What are the sources of finance for the 3SI priority projects, and how many have been completed?

The proposed source of financing of all projects has the EU at the top with 41 per cent of funding through the Connecting Europe Facility (CEF) and other EU programmes. The second-largest source is national funding at 24 per cent, and the 3SI IF is currently proposed to cover 9 per cent. So far, 9 out of 12 member states have contributed to the 3SI IF – the only ones left to commit are Slovakia, Czechia, and Austria. The largest source of overall funding is by far the EU as many of the projects are shared with the EU’s priorities known as the TEN-T. Currently, 95.9 billion euros have been secured out of the total 180.9 billion euro budget, which is 53 per cent of the total. There are 90 planned or ongoing projects in the 3SI with only 2 completed, but with 15 having substantial progress and an additional 15 actively reported. You can view the list of projects along with their progress reports here.

What are common misconceptions about the 3SI?

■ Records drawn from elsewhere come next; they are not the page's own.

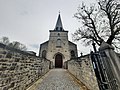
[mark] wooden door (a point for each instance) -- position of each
(58, 61)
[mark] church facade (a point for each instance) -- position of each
(58, 48)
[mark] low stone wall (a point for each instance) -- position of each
(18, 70)
(83, 70)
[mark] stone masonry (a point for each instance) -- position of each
(82, 69)
(18, 70)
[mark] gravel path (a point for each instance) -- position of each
(57, 79)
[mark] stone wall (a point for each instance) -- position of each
(83, 70)
(18, 69)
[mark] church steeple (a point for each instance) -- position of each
(59, 26)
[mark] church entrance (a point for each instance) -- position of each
(58, 61)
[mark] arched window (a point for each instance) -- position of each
(44, 53)
(72, 54)
(58, 43)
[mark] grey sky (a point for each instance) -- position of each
(29, 21)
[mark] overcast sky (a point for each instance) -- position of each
(29, 21)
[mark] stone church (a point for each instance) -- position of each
(58, 48)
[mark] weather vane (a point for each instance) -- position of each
(59, 11)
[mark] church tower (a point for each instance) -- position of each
(58, 48)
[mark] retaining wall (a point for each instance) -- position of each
(18, 69)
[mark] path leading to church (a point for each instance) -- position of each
(56, 79)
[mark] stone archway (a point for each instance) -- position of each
(58, 61)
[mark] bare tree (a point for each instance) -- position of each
(5, 40)
(100, 23)
(18, 45)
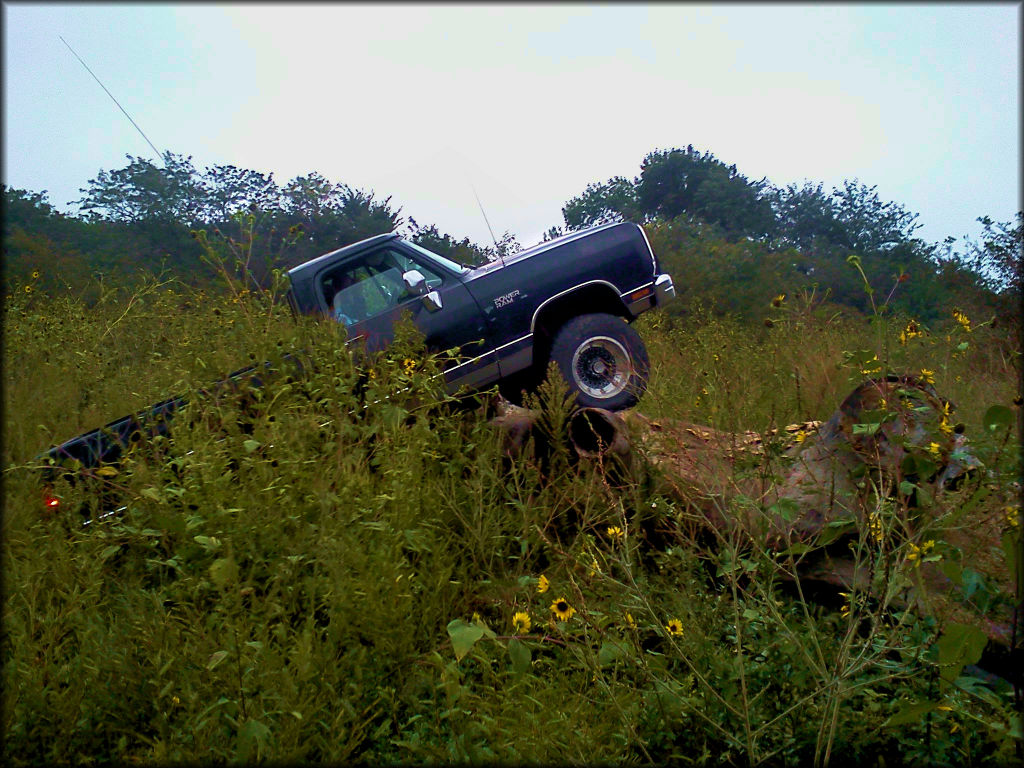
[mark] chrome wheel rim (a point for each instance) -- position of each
(601, 367)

The largest misconceptions are that it is an attempt by Donald Trump to split the EU and that it is a Polish project to gain influence in the region and in Europe. These misconceptions are not helped by the name of the initiative which has bad historical connotations in the region nor by Trump’s visit in 2017, which has been a lasting image problem for the initiative. However, the regular attendance of high-level EU officials and German representatives since the third 3SI Summit in Bucharest has dispelled official narratives that the project runs counter to EU interests. The 3SI benefits Poland as it benefits all countries in the initiative through increasing connectivity of the region, but it does not coordinate anti-EU positions. The EU, in fact, has endorsed the initiative and takes active part in it, as well as being the largest source of funding for many of the projects.

What roles do the US, China and other powers play in the Initiative?

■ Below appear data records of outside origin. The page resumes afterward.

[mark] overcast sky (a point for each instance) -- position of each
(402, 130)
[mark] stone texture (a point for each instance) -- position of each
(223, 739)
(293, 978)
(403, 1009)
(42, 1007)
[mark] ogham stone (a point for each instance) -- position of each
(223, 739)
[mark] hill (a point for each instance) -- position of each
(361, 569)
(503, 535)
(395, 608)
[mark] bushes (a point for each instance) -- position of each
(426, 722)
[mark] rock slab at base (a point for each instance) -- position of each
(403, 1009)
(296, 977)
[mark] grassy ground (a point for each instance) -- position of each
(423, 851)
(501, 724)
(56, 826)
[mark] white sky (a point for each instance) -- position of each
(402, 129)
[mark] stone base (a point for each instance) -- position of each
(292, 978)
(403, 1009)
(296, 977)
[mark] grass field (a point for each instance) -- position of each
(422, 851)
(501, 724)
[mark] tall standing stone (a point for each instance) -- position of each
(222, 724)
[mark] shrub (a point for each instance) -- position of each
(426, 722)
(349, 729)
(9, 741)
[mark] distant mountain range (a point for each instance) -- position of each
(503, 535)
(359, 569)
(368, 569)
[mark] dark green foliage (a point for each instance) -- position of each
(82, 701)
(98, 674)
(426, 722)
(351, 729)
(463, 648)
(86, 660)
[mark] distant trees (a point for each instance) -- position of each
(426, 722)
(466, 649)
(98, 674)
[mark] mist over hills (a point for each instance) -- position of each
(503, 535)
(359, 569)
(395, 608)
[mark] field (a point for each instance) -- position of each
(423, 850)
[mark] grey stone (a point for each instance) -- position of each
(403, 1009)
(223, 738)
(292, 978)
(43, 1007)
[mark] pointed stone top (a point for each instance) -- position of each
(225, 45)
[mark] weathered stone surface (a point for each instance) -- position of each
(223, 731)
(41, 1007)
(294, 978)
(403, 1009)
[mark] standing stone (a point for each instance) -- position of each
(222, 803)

The Initiative has garnered positive views from the Biden administration with an endorsement by Antony Blinken as well as bi-partisan unanimous support in the US Congress, so it is not just a Republican or Trump endeavour. The US has an observer status role in the Initiative alongside Germany and the EU, all of which have endorsed the initiative and send representatives to the annual summits. China does not have an official status within the 3SI and the initiative is not connected to the 16+1 cooperation with China, although all states, except for Austria and Lithuania, participate in both.

Why is such a big project not very well-known even in the region?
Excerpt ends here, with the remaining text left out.